Bristly, 1000-pound brutes willing to claw it out for females and whisk them off for a week of spirited shagging, male polar bears might hook up with several mates in a season. They are not the stripe of male to suffer from any image problems when it comes to, well, having the right equipment—not, at least, until today, when the Nunatsiaq News of the Nunavik region of Arctic Quebec—surely an authority on polar bears–reported that their penises are shrinking.
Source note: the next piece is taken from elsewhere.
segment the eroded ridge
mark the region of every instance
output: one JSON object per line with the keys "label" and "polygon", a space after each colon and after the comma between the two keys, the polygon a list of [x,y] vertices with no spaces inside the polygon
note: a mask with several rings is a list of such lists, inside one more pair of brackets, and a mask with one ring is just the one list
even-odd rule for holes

A photograph accompanying the article shows a woman holding 20-odd polar bear penis bones, which were found by a recent study to be significantly shorter in bears exposed to high levels of toxic chemicals. The findings, published last month in the journal Environmental Science and Technology, adds fuel to concerns that a massive buildup of pesticides in the bodies of Arctic animals and hunters is causing environmental and health problems (see the story in Mother Jones). The issue may compound troubles caused by the bears’ loss of Arctic habitat. “Added to the stress of climate change,” the Nunatsiaq News points out, “this could be bad news for their survival.”
The same toxic buildup taking place in polar bears is happening to a lesser but increasing degree in the fatty tissues of humans–even in some places outside the Arctic. For the sake of our own mating rituals, let’s hope the global masculinity index isn’t going bearish.